1. Netflix's European vacation
Netflix (NASDAQ:NFLX) is throwing out a bigger net. Living up to earlier chatter, the world's leading video streaming service announced plans to expand into Germany, Austria, Switzerland, France, Belgium, and Luxembourg. There is no timeline for the actual launch; we only know that it will roll out to the six European countries later this year.

It may not be much of a surprise. Reports out of Germany and France last month had Netflix talking to local content-creators and regulators to begin negotiating deals. The move follows Netflix's push into the U.K. and Scandinavia, so expanding deeper into Europe is only logical. 

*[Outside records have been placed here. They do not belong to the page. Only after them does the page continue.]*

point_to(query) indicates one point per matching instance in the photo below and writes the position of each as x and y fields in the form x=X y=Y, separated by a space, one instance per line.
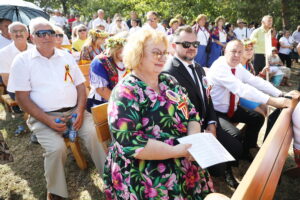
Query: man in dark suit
x=191 y=75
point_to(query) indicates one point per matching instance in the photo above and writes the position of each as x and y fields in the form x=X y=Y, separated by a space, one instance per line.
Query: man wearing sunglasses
x=191 y=75
x=49 y=86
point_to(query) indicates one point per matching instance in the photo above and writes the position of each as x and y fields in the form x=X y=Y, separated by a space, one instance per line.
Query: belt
x=63 y=109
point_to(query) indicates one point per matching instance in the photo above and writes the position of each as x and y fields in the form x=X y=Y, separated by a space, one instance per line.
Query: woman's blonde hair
x=134 y=48
x=200 y=17
x=218 y=19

It won't be easy. Established local favorites are starting to firm up their offerings, making international expansion less of a sure thing than it would have been a couple of years ago. However, with 12.7 million of Netflix's 48.4 million global subscribers coming outside of the U.S., you can't blame Netflix for trying to conquer the world. 

2. Game on
GameStop (NYSE:GME) reported better-than-expected bottom-line results after Thursday's close. Global sales climbed 7% to $2 billion, just shy of the $2.03 billion that analysts forecast, but earnings per share soared 28% to $0.59, just ahead of the $0.57 that Wall Street targeted.

GameStop's business was a battle between an 81% surge in high-margin hardware sales and a 20% plunge in new software sales. The real surprise was a 5% uptick in its preowned and value software category. This is a pretty big deal since reselling trade-ins at hefty markups represents GameStop's highest-margin business, and that segment had declined over the holiday quarter. It wound up being GameStop's biggest contributor this time around, accounting for 30% of global sales and 48% of GameStop's gross profit. 

3. Shopping in China
Chinese Internet growth stocks can be volatile, but even in today's iffy climate, we saw JD.com (NASDAQ:JD) pull off a successful IPO. China's leading consumer direct seller with nearly half of the B2C market priced at the high end of its initial range, but $19 wasn't enough. It closed out its first day of trading on Thursday at $20.90.

JD was formerly known as 360buy, and it's a big fish. A whopping $20.7 billion in gross merchandise volume went through its site last year. This helps set the stage of another e-commerce behemoth -- Alibaba -- to go public in the coming weeks.

4. Amazon gets made
Amazon.com (NASDAQ:AMZN) is ready to play with Netflix. On Wednesday, it rolled out the juicy HBO content that it recently scored, providing Amazon Prime members with access to entire seasons of The Wire, Carnivale, The Sopranos, and other HBO shows.

Netflix CFO David Wells tried to play down the content deal this week. "It's good older content with some conspicuous absences in the title list," he said at the J.P. Morgan Technology, Media and Telecom Conference.

Sure, there's no Curb Your Enthusiasm or Game of Thrones. Some of the current shows on HBO will only make seasons that are at least three years old available. It's not a complete HBO deal. However, it will make a difference for Amazon. It's loaded with the serialized dramas that have fared so well on Netflix.

5. Use the force, Luke
We are now 19 months away from Star Wars: Episode VII, but it's apparently never too early to get the buzz started for Disney's (NYSE:DIS) no-brainer blockbuster. This week, director J.J. Abrams kicked off a contest where the grand prize is a role in the movie.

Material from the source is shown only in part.